A clamp meter on the V+ wire is more useful than a voltmeter at this stage. If the load is pulling 90 % of the supply’s rating in steady state, you are one inductive transient away from a trip. You want headroom.


Step 3: Disconnect the Load and Re-Test

If the output is sagging or hiccupping, lift the V+ wire from the supply terminal and measure again. With no load:

  • Output jumps to a clean 24 V: the supply is fine; the problem is on the 24 V bus
  • Output still wrong: the supply itself is bad, or the AC input has a problem you missed

Now you know whether to chase the supply or chase the load.

Lifting V+ Safely

Always do this with the panel mains de-energized and locked out before pulling wires.

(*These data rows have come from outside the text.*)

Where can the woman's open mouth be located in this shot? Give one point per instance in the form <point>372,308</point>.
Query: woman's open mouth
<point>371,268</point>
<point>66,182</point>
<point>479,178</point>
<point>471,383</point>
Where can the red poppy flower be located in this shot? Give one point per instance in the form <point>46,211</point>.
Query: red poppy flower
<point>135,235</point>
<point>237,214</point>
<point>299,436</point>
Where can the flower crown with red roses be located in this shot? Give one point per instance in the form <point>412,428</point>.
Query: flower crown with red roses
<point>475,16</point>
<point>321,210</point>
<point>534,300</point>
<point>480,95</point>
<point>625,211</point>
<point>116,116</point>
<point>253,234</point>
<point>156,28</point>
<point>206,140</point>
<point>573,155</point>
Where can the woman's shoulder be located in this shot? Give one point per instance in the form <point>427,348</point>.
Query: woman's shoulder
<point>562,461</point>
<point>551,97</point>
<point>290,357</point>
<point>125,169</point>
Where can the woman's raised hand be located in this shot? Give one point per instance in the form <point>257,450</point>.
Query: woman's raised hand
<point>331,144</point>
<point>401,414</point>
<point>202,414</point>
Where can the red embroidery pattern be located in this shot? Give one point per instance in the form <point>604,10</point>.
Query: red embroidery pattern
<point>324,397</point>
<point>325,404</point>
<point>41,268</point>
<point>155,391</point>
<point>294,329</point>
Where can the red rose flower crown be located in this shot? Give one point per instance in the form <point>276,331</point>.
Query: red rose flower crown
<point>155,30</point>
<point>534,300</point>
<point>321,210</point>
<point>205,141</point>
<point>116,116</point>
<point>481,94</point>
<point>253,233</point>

Then re-energize for the no-load test only after the V+ is on a probe, not flopping into the panel. Touching a 24 V bus wire to grounded panel steel will not hurt the supply, but if it lands on a 120 V terminal block while you are not looking, you will have a different conversation entirely.

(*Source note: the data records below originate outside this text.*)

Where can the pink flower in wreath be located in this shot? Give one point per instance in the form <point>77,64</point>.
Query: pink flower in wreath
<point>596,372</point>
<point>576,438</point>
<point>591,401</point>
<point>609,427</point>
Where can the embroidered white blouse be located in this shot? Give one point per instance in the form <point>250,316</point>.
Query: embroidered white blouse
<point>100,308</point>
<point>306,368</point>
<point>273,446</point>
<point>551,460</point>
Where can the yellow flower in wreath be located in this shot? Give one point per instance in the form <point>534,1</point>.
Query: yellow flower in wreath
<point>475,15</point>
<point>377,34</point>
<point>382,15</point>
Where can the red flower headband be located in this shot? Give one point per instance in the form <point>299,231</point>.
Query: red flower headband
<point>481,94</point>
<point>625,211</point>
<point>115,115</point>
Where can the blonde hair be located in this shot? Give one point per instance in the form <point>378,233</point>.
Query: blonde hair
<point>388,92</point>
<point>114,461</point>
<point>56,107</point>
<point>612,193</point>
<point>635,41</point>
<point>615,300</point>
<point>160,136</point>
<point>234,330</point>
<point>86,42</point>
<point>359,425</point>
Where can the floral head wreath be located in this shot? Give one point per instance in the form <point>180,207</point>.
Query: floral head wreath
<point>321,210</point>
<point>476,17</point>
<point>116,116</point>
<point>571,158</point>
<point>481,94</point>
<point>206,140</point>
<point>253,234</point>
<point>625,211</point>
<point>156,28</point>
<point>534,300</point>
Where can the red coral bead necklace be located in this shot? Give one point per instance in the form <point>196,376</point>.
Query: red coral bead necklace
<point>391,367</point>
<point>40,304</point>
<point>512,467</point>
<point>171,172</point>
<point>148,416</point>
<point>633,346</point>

Step 4: Hunt the Short or Overload

If lifting V+ clears the supply, something downstream is the culprit. The fastest way to find it is the binary halving method.

If the 24 V bus is distributed through a fused terminal block (DIN-rail fuse holders or a fused power distribution block), pull half the fuses, re-energize, and see if the supply comes up to 24 V.

  • If it does, the offender is in the half you pulled. Reinsert fuses one at a time until you see the supply fold over again — the last fuse in is the branch with the fault.
  • If it still folds over, the offender is in the half still connected. Reverse the pulled set and repeat.

If the bus is not fused into branches, you may have to lift wires at the V+ terminal block one at a time. Tedious, but reliable. A clamp meter on each branch as you re-energize speeds this up considerably — the shorted branch will draw far more than its siblings.

Common Culprits on the 24 V Bus

  • A field sensor cable that got pinched in a junction box and shorted to grounded conduit
  • A relay coil that failed shorted (rare, but happens with cheap relays in dirty environments)
  • An auxiliary power port that someone plugged a misbehaving USB charger into
  • A 24 V LED indicator lamp with a failed internal driver
  • Water ingress in a junction box from a failed cable gland

You will know the shorted branch when you find it because the wire will be warm to the touch within seconds of energizing.


Step 5: Confirm With a Replacement Supply

If lifting the load did not bring the output up, the supply itself is the problem. Before you swap in a new one, do two sanity checks:

  • Confirm the new supply is the same nominal output (24 VDC) and at least the same current rating as the original
  • If the original supply has any onboard adjust pot, set the new one to match before powering it on
  • Check that anything depending on a specific output voltage (like a 24 V battery backup module) will accept the supply’s output range, including its slight overshoot at startup

Swap the supply, reconnect the load gradually if you can (branch by branch through your fused distribution), and verify the output stays clean under full load. If the new supply also folds over, you missed a short — go back to Step 4.


Logging the Failure

Once the panel is back up, write down what you found. Industrial supplies do not usually fail randomly. The cause is often heat (failed panel fan, filter clogged), input quality (frequent brownouts, dirty AC), or chronic overload (system grew over the years and the original 60 W supply now sees 80 W peaks). If you replace the supply without noting why, the same one will die again in eighteen months.

The fastest panels to maintain are the ones where every fuse and every wire is labeled, every branch has a clamp-meter-friendly access point, and the supply is sized with at least 25 % headroom over the worst-case load. If your panel is not that panel today, file an action item to make it that panel before the next failure.